J
Joe Kesselman
Jukka said:In future, please quote or paraphrase the message that you are
commenting on.
I usually do. Apologies.
It depends on. There's no law that requires additional rules
Granted. It's rare that there aren't any, in my experience, unless the
document type is pure structure.
What's "higher-level" here?
Higher than the basic XML syntax.
Anyway, in the issue discussed in this
thread, it is the additional _syntactic_ constraints that imply that a
certain kind of document is not an HTML document.
That's what I was agreeing with, though apparently I may have phrased it
badly. The DTD is not always a completely constrained specification of
"a kind of document". That flexibility may in fact have been deliberate;
I strongly suspect the intent was that a single DTD could describe
several documents which share related structures.
Whether HTML specifications make such a
requirement is debatable; the prose in the specs is a mixture of
normative-looking prose, comments, hints, wishful thinking, etc.)
http://www.w3.org/TR/1999/REC-html401-19991224/struct/global.html#h-7.1
The complicating factor here is the use of the word "should". The HTML4
spec predates the W3C's adoption of the normative use of MAY, SHOULD,
and MUST to mean "optional", "don't violate this without extremely good
reason", and "required by the spec" respectively. So we need to
crosscheck that.
XHTML 1.0 does follow that convention, so we can backhandedly check the
intent by looking at that spec. There, a Strictly Conforming Document
must (!) have html as its root element, and this is *NOT* flagged as one
of the differences from HTML4 either in this spec or in the
compatability guidelines (http://www.w3.org/TR/xhtml1/#guidelines). This
strongly suggests that the W3C intended that HTML4 docs follow this rule.

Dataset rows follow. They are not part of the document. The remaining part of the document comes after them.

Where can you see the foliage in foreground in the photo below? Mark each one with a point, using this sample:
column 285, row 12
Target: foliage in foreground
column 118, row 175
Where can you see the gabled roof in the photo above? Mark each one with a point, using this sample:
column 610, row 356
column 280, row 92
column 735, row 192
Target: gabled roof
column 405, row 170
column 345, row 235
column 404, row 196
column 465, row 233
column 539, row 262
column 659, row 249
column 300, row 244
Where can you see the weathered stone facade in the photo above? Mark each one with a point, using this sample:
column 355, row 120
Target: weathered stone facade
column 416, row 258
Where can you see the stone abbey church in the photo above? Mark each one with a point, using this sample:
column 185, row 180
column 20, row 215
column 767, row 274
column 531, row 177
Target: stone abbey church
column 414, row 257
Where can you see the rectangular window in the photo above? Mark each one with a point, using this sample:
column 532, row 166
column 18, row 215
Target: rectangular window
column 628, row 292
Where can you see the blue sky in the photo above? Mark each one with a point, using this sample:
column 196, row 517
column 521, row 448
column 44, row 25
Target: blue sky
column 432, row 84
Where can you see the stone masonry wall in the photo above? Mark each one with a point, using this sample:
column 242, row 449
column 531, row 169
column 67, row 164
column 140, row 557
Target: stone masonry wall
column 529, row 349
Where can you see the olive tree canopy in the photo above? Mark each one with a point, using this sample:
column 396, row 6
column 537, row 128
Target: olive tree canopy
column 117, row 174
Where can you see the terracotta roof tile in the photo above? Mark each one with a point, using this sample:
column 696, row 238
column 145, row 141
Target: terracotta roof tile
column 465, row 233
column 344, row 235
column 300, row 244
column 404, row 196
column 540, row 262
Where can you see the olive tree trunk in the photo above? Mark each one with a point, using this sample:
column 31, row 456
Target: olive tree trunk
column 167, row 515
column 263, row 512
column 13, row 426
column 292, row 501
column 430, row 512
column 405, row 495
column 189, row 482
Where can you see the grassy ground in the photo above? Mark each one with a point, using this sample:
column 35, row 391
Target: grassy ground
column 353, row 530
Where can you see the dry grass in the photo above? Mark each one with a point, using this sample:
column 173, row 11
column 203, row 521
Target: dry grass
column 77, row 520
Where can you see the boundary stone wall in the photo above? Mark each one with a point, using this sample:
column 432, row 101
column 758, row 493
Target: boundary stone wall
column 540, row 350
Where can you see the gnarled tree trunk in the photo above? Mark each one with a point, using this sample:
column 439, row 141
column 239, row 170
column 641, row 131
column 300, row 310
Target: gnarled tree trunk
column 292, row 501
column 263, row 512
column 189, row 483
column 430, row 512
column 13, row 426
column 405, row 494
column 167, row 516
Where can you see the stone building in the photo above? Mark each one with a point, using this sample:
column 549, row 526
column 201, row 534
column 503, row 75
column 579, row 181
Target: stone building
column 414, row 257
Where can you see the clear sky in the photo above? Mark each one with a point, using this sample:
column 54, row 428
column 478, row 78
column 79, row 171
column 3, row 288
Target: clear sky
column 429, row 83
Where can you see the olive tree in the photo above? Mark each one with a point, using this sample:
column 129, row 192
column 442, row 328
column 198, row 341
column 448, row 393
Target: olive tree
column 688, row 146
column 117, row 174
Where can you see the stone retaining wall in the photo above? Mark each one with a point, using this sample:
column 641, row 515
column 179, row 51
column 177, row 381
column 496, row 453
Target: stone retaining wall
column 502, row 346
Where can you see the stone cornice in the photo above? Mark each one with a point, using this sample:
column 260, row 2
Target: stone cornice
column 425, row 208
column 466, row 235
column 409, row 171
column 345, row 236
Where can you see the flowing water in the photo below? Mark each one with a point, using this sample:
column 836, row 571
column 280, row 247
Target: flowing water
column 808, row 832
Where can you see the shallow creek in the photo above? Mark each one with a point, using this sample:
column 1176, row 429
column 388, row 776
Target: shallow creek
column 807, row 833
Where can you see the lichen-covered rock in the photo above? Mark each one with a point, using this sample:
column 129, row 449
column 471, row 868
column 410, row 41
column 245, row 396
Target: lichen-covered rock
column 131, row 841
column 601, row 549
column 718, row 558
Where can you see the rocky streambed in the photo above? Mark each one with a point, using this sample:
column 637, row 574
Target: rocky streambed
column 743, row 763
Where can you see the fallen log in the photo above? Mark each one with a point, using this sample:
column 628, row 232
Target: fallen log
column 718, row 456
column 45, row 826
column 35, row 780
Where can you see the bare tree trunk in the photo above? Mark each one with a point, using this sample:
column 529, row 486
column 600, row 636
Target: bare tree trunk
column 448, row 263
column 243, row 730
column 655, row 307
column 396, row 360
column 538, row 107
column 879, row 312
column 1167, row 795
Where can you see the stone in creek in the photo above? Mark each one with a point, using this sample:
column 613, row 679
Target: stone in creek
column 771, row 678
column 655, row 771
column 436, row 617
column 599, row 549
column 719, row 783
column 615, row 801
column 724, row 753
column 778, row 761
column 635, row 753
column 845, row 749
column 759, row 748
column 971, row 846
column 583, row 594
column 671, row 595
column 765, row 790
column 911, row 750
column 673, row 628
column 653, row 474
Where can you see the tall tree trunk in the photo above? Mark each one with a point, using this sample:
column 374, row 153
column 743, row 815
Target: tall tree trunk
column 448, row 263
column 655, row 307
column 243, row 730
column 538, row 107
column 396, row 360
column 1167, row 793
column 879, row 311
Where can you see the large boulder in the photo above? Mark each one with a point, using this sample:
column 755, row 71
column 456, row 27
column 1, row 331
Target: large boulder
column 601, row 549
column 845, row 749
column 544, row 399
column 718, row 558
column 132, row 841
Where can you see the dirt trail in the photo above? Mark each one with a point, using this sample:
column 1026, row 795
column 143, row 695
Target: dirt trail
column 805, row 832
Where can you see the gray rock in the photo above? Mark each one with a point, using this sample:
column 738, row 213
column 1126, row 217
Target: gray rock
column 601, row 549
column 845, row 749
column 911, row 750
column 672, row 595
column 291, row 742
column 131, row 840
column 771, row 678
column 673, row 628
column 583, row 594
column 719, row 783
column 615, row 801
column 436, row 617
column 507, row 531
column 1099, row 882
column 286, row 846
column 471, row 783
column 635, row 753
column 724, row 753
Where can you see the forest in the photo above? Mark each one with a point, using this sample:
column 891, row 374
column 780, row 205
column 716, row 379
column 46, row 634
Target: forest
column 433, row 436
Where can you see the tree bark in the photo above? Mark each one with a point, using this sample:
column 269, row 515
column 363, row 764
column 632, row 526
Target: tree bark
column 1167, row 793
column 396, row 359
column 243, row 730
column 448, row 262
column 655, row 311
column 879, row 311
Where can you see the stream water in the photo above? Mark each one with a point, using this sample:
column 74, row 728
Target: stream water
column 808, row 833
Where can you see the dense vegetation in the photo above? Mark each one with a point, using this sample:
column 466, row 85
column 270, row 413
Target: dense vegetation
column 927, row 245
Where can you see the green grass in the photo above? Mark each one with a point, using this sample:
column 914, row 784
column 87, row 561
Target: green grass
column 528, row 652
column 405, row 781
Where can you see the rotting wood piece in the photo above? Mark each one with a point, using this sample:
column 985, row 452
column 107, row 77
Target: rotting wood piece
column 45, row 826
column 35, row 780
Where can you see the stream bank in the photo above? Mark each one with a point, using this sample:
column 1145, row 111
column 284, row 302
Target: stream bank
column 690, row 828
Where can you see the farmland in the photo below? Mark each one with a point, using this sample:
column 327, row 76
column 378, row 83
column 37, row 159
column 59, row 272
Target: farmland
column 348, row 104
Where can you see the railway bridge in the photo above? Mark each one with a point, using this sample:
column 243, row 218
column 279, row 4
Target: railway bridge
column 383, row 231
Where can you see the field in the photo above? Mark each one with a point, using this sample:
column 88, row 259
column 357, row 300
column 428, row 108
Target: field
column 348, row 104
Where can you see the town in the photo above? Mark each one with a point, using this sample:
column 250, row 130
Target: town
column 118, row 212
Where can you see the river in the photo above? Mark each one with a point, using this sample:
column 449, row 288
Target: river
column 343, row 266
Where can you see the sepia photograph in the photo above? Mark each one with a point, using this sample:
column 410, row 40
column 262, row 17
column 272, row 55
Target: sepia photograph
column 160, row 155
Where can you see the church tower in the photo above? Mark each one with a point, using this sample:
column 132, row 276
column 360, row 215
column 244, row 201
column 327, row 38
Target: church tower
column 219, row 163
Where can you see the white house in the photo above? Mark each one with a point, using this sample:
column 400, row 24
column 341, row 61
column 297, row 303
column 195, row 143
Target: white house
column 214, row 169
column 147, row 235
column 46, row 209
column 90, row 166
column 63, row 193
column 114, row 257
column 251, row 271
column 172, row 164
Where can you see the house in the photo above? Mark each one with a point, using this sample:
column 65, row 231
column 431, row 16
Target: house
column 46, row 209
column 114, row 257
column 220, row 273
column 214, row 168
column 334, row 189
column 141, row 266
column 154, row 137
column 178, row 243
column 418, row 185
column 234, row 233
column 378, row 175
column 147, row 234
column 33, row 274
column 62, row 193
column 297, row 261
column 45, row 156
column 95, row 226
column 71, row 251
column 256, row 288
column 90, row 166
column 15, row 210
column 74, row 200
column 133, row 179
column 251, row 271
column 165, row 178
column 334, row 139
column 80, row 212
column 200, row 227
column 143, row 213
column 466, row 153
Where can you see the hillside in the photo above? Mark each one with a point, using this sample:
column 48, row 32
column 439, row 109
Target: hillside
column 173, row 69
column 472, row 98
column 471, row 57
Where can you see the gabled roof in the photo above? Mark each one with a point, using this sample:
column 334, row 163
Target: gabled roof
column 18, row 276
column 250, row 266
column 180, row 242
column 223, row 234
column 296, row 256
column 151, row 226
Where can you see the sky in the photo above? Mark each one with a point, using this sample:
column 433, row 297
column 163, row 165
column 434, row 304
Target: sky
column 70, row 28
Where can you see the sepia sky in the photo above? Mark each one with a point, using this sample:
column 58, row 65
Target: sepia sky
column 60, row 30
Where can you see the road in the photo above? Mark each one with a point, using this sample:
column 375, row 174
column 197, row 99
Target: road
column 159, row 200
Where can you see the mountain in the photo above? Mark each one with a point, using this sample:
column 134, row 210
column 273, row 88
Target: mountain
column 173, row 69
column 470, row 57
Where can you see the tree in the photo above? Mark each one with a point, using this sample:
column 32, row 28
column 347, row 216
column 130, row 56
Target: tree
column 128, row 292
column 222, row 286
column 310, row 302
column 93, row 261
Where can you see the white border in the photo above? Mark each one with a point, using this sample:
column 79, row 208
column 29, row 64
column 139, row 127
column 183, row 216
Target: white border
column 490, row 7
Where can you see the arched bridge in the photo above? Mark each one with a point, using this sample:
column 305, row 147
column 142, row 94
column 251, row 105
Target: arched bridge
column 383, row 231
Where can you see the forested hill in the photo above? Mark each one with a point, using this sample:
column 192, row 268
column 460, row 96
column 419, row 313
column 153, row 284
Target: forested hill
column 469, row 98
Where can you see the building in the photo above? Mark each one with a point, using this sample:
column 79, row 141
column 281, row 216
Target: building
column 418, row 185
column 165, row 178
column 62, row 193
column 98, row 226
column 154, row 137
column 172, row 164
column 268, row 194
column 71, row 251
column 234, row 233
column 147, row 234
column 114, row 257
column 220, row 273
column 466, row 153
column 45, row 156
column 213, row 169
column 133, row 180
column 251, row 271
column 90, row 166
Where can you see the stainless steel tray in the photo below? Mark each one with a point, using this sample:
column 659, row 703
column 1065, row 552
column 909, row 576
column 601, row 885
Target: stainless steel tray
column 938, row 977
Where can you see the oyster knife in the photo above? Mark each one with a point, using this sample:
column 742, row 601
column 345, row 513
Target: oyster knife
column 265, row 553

I agree, that's a less than ideal way to answer this question, but I can
tell you that even folks working on the W3C's specs often have to resort
to that kind of pointer chasing to nail things down.
If you need a fully official answer... I haven't checked; are any of us
members of the (X)HTML Working Group? If not, I'd suggest dropping a
quick note to (e-mail address removed) and suggesting that it might be good to
have an erratum which clarifies whether this "should" was intended to be
"must" or not. (I checked; there isn't one.)